To compound the tackling problem, Reddick has major issues in coverage. At times he doesn't back pedal into a mid-zone so much as he clumsily skips and bounces into it (Best examples at 1:29 and 3:12 vs NC State). North Carolina liked to regularly have Reddick show pressure on the edge before dropping into a hook zone to cover the hot. What ended up happening a lot of the time, however, was Reddick paying attention to the quarterback from start to finish and not securing the routes as they passed through his zone before turning his head to the backfield. With all of his focus over his shoulder as he ran to his zone, he wasn't able to get to his spot as fast as he needed to and was often not able to feel routes develop around him (5:56 vs VT). This practically invited receivers to cut underneath him while his back was turned, and he was taken advantage of quite often whenever he dropped. With the high-flying offenses in today's NFL, linebackers have to essentially be oversized safeties that can cover and reliably tackle. As of the time of this writing, Reddick has not shown me he can do either of those.
What gives me hope for Reddick, however, is that every other facet of his game is fantastic. His speed and athleticism are uncommon for someone his size, and he showed the ability to play almost every position along the front seven at a high level. While his hips are stiff and his play recognition is almost non-existent in coverage, you won’t find many linebackers that are as nimble, fluid, and instinctive against the run as Kevin Reddick. He has a keen ability to diagnose blocking schemes and literally weave his way through traffic to make contact with the ball carrier in the back field (1:17, 1:39 vs VT - 00:01, 00:46 7:10 vs NC State - 2:09, 2:32, 2:52, 3:17, 3:26 vs Maryland), although tackling said ball carrier is another story. He has the strength to stack and shed when he needs to, but his ability to side-step blockers when blitzing and closing on ball carriers is almost a mirror image of Brian Cushing. One thing I do think he could fix would be to develop a little bit more patience versus the run. At times he would try to blow up a pulling guard and plug the lane rather than stacking and shedding for a tackle, and more often than not this would get him pushed out of position to have an impact on the play (4:23 and 5:28 vs NC State).
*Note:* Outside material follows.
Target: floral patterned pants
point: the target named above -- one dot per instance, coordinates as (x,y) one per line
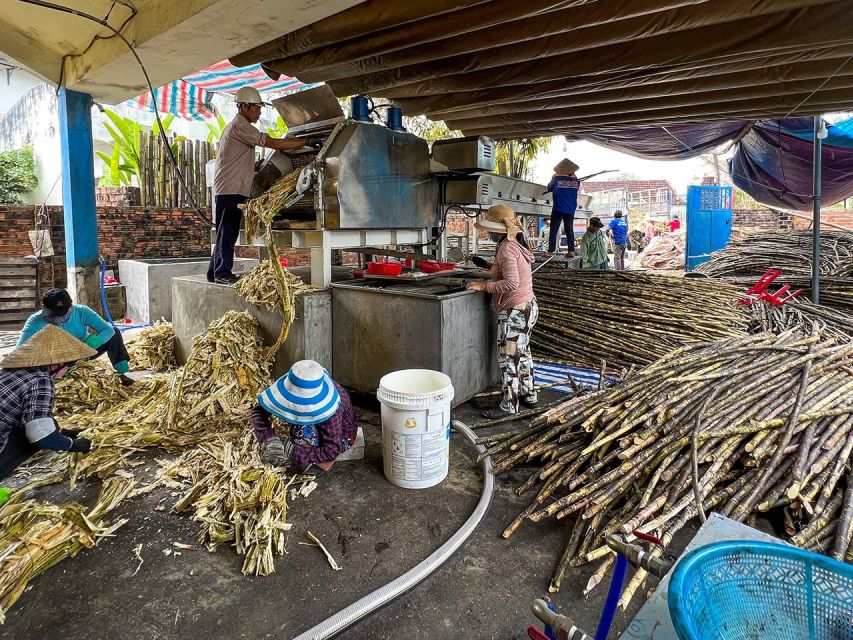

He certainly has the power to take on a pulling guard in the hole, but he needs to learn when and when not to recklessly throw your body at the line of scrimmage.
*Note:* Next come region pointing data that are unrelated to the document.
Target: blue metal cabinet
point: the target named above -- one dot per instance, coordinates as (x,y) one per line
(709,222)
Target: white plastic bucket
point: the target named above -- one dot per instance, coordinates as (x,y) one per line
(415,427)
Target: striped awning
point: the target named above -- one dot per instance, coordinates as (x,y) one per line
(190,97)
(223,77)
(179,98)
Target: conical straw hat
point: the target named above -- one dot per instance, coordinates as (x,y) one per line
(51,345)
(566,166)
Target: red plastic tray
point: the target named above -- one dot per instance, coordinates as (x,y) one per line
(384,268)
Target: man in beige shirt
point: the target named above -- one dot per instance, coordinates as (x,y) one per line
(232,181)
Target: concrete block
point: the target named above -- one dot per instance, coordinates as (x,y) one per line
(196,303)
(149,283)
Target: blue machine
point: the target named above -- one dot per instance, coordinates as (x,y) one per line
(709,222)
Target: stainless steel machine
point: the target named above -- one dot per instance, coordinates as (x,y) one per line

In addition to having great instincts, Reddick is also one of the best blitzers in this linebacking class. When pass rushing both from a two and three-point stance, he displays great natural bend on the edge and an explosive first step (00:18, 1:00, 1:21 vs NC State). His hands are also great for an interior linebacker, and rather than just trying to smash his way through the line like most blitzing linebackers do, he almost always works to control the wrists and momentum of his blockers through clubs, swims, and all manner of traditional pass rushing moves (1:51, 4:35, 3:16, 4:46 vs VT - 3:56, 7:10 vs N.C. State). It’s very intriguing to see someone who can be so violent against the run while being more of a finesse player when pass rushing. That skill set alone is a good foundation to build on for most NFL coaching staffs.
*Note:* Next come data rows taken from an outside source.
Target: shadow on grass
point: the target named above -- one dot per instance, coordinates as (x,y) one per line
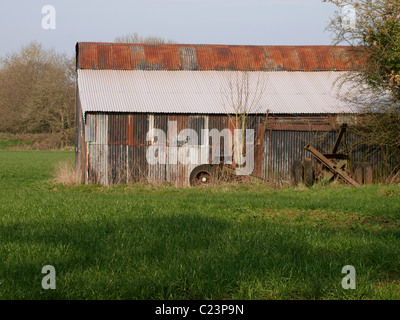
(185,256)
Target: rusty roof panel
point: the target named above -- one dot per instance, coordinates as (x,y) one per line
(118,56)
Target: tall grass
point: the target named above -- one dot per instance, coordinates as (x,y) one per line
(225,242)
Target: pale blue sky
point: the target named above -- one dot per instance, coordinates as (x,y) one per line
(250,22)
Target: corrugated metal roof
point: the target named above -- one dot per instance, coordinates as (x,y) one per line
(120,56)
(204,92)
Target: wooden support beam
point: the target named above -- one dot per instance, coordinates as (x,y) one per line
(331,166)
(339,137)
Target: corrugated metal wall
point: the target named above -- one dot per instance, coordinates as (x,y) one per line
(114,147)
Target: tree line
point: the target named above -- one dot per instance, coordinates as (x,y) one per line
(37,89)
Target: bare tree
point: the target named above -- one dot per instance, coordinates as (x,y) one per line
(242,93)
(37,91)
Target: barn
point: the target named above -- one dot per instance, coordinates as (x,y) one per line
(140,107)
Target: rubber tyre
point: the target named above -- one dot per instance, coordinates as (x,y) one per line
(202,175)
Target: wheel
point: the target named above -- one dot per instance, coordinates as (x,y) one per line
(202,175)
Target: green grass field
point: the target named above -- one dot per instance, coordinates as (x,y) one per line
(225,242)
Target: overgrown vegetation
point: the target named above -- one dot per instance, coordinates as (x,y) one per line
(374,36)
(37,92)
(142,241)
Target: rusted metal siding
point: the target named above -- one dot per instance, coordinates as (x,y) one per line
(115,146)
(113,56)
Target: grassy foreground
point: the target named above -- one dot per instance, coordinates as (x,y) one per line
(226,242)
With coaching, I believe Reddick has the potential to be a top tier Mike backer in the NFL. He has the instincts, athleticism, and playmaking potential that you look for in a middle linebacker. He has a ton of work to do in coverage and tackling technique before I would feel comfortable handing him the keys to the defense. The third to fourth round would be a good time to start thinking about pulling the trigger on him, but if he shows improvement at the Senior Bowl and has a good Combine, I could see him being a huge riser throughout the draft process.